Being a pilot could be the most difficult job to quit in China, according to a white paper published by a court in Chengdu, capital of southwest China’s Sichuan Province.
The court, after reviewing and summarizing all its cases over the past five years, found that pilots have to pay a penalty ranging from 0.6 to 1.1 million US dollars on average while the highest reached 1.9 million US dollars.
An airport in China. /VCG Photo
According to Chengdu Evening News, the white paper showed that from 2013 to 2017, Chengdu’s Shuangliu district court dealt with 192 pilots’ disputes over quitting involving six airlines. The number of such dispute cases has been rising and saw a substantial increase last year.
There are many reasons that have led to a surge in lawsuits involving pilot departures.
As many new airlines want to quickly form a mature team and be a stronger market competitor, they’ve invested heavily in snatching experienced pilots from other airlines. Some of those pilots take up offers because they want promotions, something their former airlines could not give as a result of rigid compensation structures.

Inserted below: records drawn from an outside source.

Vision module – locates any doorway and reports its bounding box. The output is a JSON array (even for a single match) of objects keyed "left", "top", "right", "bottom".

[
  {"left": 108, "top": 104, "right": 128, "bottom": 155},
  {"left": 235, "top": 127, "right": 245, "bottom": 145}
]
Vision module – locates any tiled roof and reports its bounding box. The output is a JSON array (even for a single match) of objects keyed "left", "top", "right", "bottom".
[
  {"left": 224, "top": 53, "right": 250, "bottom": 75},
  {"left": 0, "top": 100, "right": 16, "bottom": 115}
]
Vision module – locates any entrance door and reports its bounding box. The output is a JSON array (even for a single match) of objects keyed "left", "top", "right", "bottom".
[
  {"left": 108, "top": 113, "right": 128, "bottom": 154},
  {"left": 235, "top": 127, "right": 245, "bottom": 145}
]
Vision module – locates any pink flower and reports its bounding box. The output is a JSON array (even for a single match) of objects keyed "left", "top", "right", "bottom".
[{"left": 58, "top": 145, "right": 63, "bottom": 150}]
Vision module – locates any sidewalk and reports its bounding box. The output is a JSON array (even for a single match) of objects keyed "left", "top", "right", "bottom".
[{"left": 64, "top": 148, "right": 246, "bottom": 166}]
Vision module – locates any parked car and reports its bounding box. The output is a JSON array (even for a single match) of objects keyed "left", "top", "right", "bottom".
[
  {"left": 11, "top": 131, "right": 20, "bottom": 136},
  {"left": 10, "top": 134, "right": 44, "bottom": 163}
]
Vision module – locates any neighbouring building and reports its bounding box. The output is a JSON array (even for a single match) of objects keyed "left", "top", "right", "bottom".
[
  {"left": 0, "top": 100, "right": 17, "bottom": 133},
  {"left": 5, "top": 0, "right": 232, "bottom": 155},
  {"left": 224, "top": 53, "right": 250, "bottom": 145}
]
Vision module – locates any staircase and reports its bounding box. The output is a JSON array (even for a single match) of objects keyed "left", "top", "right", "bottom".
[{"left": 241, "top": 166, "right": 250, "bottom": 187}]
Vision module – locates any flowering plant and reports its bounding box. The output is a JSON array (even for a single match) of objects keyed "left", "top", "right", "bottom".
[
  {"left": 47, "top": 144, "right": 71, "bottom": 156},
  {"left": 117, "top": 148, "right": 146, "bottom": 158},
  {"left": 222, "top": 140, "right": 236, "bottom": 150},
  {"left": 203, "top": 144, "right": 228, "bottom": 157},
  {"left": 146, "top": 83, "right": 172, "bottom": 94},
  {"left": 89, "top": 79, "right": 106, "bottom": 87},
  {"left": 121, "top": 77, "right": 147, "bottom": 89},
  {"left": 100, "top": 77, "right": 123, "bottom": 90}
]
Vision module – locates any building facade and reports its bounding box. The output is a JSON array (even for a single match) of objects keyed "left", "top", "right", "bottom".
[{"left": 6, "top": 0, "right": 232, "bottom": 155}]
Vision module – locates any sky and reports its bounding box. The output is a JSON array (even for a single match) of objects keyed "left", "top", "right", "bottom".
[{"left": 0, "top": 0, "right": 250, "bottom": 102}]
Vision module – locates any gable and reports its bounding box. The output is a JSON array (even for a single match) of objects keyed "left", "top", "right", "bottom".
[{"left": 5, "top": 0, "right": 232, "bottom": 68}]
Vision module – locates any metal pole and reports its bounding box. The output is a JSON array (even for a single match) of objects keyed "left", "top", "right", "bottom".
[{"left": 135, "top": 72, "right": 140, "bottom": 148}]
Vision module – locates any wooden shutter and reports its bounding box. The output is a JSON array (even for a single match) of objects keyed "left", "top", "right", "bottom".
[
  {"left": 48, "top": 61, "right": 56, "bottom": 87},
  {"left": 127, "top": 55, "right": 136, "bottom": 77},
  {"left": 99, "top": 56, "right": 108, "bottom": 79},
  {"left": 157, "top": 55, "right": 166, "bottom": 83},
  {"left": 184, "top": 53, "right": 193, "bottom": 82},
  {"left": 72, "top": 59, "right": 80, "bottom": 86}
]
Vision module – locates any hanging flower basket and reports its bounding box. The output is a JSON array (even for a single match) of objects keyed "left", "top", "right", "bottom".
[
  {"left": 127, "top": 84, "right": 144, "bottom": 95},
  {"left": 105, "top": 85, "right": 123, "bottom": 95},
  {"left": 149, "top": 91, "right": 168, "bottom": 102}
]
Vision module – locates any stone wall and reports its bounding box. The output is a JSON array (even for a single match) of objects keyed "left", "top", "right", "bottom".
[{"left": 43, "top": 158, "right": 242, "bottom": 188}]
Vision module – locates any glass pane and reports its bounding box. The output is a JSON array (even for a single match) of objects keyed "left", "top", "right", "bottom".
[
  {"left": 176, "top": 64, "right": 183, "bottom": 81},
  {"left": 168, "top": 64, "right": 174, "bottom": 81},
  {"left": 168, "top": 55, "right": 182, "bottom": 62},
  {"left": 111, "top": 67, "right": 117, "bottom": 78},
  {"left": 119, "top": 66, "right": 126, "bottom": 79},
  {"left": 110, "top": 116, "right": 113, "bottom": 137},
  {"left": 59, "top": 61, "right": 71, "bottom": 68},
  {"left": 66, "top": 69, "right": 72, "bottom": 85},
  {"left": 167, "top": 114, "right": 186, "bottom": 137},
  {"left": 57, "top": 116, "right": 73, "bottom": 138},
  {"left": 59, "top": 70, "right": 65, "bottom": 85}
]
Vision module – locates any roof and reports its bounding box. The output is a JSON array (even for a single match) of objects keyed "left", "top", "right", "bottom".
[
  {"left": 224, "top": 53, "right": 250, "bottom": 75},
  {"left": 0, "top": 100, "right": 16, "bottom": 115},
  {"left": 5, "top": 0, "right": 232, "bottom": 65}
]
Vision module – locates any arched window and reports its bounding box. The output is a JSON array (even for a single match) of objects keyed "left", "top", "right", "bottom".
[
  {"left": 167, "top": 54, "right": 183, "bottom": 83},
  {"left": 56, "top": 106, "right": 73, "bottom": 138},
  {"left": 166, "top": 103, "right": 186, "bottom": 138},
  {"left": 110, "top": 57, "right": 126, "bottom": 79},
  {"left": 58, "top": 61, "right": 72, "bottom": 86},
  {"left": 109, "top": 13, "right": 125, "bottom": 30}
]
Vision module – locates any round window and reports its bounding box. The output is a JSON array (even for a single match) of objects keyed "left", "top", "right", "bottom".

In order to restrict the exodus of the pilots, four big domestic airlines groups and 38 airlines signed an agreement in 2004. However, “If the pilot follows the proper procedure, there will be no litigation,” one airline employee said.
The cost of training a pilot is huge.
When a pilot asks to quit, the airline company will file a claim. Before joining the airline, the pilot generally needs to conduct theoretical and flight training for two to four years in school, which could cost at least 110,000 US dollars. After joining, it will take about five years for the pilot to be promoted to a captain, which means that it takes seven to nine years to train a captain.
The newcomer airlines lack the resources to train a captain. Thus, they have to hunt for talent from existing major airlines, resulting in a continuing shortage of pilots in the industry. In particular, the shortage is even acuter for skilled or experienced pilots.